Tuesday, April 24, 2012

The Uninvited Guests - review by Nicky Pellegrino


UK author Sadie Jones’ third novel The Uninvited Guests (Chatto & Windus, $37.99) is a supernatural drama, set in the early 1900s, played out against the backdrop of an English country house. But this is no Downton Abbey with ghosts. It is both more contrived and considerably more eccentric than the hit TV series; a theatrical period piece with moral undertones influenced by Saki’s stylish short stories.
All the scenes take place in Sterne, a manor house much loved by the Torrington family who are in dire financial straits and on the brink of losing their home. It's all simply ghastly but, while her stepfather is away on a last bid to raise funds, posh Emerald Torrington is soldiering on with plans to celebrate her 20th birthday with a small dinner party.
A handful of guests are expected and the household is busy.  Downstairs in the kitchen the staff are in a frenzy of preparation, upstairs Charlotte, the mistress of the house, is trying to match-make Emerald with a wealthy local man. Meanwhile her mischievous youngest daughter Smudge is planning a risky “Great Undertaking” and her charming but feckless son Clovis (surely a Saki reference) is pleasing himself as usual. And so the main characters are all on stage. But the real action doesn’t begin until the strangers appear.
With their dinner guests arrives some dreadful news. There has been a train accident on the branch line and Sterne must ready itself to take in some of the passengers. The weather readies us for a haunting – there are sudden chills and darkness. Then out of the gloom come the survivors seeking shelter.

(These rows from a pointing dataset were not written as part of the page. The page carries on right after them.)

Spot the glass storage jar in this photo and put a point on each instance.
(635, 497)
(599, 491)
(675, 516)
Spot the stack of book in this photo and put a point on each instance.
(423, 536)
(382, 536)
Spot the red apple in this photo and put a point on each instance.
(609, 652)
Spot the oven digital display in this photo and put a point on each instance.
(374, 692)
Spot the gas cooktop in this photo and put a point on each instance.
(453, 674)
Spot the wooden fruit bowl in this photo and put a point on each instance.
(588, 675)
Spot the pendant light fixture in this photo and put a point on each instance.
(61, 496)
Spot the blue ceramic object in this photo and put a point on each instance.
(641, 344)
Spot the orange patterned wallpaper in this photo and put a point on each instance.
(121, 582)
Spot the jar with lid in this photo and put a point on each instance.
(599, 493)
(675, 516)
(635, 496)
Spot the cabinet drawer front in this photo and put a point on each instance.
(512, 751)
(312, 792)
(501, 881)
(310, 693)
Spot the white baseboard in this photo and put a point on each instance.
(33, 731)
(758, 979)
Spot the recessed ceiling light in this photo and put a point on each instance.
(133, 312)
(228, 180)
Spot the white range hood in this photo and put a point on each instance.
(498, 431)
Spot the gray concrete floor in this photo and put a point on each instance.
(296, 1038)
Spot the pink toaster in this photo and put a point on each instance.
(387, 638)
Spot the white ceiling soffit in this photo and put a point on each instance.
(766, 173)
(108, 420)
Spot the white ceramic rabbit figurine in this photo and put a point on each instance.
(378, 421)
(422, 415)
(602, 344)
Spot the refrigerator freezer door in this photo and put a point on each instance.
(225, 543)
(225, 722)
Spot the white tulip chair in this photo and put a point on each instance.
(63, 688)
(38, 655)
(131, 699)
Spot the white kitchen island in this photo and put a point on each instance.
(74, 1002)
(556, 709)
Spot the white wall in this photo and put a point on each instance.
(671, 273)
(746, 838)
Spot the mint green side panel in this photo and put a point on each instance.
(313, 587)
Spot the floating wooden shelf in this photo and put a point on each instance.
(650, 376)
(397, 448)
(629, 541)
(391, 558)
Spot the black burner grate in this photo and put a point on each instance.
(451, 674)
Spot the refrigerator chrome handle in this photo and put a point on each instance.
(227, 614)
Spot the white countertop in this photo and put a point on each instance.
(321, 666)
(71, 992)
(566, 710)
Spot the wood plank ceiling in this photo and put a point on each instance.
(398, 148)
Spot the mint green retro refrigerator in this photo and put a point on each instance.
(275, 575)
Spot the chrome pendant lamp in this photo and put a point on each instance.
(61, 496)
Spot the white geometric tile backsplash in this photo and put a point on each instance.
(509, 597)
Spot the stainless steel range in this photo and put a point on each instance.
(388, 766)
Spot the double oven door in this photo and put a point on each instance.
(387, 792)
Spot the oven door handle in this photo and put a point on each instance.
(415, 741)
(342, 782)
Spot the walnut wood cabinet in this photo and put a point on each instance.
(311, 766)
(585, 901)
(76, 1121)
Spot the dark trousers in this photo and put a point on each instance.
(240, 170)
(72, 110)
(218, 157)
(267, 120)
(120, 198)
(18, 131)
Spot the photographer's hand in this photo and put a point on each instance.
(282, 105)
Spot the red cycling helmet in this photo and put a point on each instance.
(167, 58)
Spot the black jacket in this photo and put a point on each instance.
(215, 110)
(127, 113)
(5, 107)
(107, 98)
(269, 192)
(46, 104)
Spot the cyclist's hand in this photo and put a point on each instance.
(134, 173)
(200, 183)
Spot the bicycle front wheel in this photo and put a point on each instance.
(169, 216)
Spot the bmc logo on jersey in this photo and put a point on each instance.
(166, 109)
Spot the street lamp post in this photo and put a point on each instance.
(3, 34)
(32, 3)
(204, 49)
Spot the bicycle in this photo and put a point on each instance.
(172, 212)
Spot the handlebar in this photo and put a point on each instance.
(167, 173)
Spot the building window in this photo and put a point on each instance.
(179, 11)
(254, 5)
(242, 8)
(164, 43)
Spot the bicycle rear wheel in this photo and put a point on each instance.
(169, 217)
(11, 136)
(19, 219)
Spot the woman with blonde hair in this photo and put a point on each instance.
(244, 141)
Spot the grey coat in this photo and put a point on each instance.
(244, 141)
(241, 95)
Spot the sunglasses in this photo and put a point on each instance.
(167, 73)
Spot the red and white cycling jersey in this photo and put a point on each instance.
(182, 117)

At first the Torringtons treat their uninvited guests rather shabbily, shutting them up in the morning room and offering only tea as they try to get on with their party. But there is one among them that can’t be ignored so easily. Charlie Traversham-Beechers is the only first class passenger and a man of dubious charm. He inveigles his way into Emerald’s dinner and proceeds to set one guest against the other with a particularly cruel parlour game. Only Charlotte suspects how destructive he is capable of being.
As the night wears on secrets are revealed, love blooms, a child’s pony finds itself in an unusual situation and more and more demands are made on the Torrington family.
This novel is quite a departure for Jones whose previous work is more conventional and realistic literary fare. For a ghost story it is only mildly spooky but she writes with a light, sure hand, her prose sparkles with wit and there’s a sense of an author really having fun with her characters. The ending is gloriously chaotic yet somehow she manages to tie up all her loose ends in the nick of time.
A diverting read that will entertain more than it will haunt.